Abstract

The purpose of the present study is to consider a number of possible risks that may emerge when processed human wastes are involved into mass exchange processes as fertilizers for plants cultivated in the experimental model of the closed ecosystem (CEEM). The problems relating to the disruption of cycling processes in closed ecosystems can be tentatively divided into two groups: the problems that can be rather easily overcome and the chronic problems. Addition of plant inedible biomass to the soil-like substrate (SLS) can result in a decrease in plant productivity because of allelopathic interactions and enhanced growth of microorganisms. The 30% decrease in wheat productivity by the end of long-duration experiments in the CEEM, with plants grown on quasi-non-renewed solutions based on liquid products prepared by physicochemical mineralization of human wastes, was caused by lower resistance of the plants affected by toxicants accumulated in the solution because of incomplete mineralization of the wastes.

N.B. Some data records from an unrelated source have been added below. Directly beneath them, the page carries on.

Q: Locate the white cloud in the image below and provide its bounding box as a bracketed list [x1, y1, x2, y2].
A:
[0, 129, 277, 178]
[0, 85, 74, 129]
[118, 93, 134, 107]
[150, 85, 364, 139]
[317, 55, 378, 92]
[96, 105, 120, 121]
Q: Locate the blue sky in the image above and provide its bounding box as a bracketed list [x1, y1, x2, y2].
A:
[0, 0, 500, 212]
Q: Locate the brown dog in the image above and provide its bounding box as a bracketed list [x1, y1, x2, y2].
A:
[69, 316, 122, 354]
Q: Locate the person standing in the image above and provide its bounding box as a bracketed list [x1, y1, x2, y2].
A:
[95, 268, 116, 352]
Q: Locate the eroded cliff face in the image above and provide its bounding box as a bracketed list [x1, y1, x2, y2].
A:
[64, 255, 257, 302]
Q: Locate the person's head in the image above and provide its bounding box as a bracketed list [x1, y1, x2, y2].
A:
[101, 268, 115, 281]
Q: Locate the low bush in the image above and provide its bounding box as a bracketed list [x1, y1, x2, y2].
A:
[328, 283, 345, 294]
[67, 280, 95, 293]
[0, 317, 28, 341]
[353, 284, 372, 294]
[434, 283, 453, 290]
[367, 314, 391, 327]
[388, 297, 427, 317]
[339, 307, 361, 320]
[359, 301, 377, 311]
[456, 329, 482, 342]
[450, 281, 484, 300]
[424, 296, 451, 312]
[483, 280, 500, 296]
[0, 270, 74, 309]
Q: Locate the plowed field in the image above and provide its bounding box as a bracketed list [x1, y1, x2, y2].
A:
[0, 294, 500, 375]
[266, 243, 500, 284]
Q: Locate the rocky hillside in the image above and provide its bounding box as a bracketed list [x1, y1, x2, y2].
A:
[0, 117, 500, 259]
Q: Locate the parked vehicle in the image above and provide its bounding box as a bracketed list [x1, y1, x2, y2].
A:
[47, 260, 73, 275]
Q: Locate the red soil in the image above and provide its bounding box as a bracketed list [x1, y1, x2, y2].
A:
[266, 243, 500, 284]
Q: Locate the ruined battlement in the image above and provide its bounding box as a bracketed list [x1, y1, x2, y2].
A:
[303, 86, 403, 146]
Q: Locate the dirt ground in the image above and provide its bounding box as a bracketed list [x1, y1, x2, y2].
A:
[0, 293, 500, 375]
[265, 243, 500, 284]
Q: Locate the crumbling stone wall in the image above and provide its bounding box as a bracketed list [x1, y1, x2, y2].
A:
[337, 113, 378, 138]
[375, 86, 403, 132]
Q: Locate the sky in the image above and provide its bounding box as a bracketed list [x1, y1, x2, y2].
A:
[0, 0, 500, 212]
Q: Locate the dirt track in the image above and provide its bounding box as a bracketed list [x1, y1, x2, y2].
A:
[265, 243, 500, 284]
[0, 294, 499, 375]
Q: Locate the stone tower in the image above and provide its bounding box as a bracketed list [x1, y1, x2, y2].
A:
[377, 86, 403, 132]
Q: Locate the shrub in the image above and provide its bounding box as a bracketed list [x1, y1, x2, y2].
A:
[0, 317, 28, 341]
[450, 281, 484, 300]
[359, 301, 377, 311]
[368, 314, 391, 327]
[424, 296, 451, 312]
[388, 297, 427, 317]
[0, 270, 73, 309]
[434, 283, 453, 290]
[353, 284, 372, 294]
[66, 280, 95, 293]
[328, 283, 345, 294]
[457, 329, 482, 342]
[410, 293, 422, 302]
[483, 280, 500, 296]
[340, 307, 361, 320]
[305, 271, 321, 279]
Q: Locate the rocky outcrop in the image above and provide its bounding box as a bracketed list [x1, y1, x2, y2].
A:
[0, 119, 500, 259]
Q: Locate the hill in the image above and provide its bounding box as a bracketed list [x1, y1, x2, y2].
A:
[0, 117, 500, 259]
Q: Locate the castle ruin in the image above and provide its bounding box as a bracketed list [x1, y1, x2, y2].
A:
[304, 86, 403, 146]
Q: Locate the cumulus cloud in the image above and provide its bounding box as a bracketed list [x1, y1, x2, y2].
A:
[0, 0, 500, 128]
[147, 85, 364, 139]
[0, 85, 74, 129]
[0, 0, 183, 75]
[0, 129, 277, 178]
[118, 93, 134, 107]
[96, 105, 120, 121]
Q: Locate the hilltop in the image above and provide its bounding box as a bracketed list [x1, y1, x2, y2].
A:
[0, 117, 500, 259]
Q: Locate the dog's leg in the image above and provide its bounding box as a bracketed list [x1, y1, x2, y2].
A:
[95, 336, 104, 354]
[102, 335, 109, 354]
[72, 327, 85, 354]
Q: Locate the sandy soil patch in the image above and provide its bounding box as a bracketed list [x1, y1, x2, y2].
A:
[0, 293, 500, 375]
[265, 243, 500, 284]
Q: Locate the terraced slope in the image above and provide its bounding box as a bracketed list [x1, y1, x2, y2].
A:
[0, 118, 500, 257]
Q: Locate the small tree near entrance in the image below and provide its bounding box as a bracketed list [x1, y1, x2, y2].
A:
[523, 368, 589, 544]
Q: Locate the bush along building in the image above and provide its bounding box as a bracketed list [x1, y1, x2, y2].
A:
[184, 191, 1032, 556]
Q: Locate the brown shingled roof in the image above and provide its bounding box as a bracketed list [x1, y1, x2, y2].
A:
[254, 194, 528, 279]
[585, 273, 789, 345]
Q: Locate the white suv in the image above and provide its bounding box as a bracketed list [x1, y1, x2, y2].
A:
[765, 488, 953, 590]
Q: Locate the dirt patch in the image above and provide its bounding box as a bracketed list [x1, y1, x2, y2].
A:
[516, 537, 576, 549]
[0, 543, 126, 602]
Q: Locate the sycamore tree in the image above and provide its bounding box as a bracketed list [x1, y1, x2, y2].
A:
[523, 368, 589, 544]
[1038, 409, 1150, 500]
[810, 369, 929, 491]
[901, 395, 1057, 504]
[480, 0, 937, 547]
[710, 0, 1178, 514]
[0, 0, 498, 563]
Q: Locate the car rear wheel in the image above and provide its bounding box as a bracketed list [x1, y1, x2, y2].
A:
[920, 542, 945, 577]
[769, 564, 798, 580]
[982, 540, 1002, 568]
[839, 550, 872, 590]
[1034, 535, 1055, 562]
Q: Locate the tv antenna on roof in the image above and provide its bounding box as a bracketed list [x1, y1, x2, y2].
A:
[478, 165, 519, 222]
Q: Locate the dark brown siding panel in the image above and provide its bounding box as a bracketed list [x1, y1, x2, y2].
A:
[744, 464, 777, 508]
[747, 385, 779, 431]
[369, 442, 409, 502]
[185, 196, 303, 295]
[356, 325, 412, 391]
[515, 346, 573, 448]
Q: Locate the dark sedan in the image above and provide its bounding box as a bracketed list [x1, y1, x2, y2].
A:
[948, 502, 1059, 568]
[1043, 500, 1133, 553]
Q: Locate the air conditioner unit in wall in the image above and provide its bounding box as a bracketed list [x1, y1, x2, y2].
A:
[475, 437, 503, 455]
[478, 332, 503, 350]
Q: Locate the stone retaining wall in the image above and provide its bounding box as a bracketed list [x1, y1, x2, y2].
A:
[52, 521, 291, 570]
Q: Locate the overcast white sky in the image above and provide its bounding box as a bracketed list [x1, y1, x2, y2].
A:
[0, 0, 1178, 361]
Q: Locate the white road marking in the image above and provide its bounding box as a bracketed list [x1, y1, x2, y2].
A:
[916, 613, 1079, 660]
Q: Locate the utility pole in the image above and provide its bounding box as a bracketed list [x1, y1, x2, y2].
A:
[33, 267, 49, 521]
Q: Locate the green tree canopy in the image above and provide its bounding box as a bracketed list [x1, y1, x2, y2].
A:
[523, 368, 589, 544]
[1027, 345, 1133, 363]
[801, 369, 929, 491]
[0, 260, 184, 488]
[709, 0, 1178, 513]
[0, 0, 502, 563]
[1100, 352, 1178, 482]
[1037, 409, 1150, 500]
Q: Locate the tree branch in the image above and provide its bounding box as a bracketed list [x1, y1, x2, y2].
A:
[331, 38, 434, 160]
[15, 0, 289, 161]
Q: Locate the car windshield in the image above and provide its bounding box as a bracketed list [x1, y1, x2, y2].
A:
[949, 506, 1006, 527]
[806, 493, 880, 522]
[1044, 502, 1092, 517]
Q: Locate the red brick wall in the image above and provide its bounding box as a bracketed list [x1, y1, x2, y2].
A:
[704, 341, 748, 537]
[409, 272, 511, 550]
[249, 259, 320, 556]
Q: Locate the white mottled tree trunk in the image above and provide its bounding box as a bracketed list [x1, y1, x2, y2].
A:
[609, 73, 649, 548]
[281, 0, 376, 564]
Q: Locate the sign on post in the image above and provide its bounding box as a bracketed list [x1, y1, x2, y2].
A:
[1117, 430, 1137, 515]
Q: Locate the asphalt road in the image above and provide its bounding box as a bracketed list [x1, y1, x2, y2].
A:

The reason for the differences between the macronutrient inflows and outflows was that the donor of human wastes followed a European-type diet while the system produced only part of the plant-based diet. Moreover, macronutrients were partly sorbed in rooting substrates and became unavailable to plants: the substrates in the system retained about 50% of the Ca and 20% ÷ 25% of the Mg, Na, and P inflows over one cycle. These problems are temporary and can be minimized in the foreseeable future.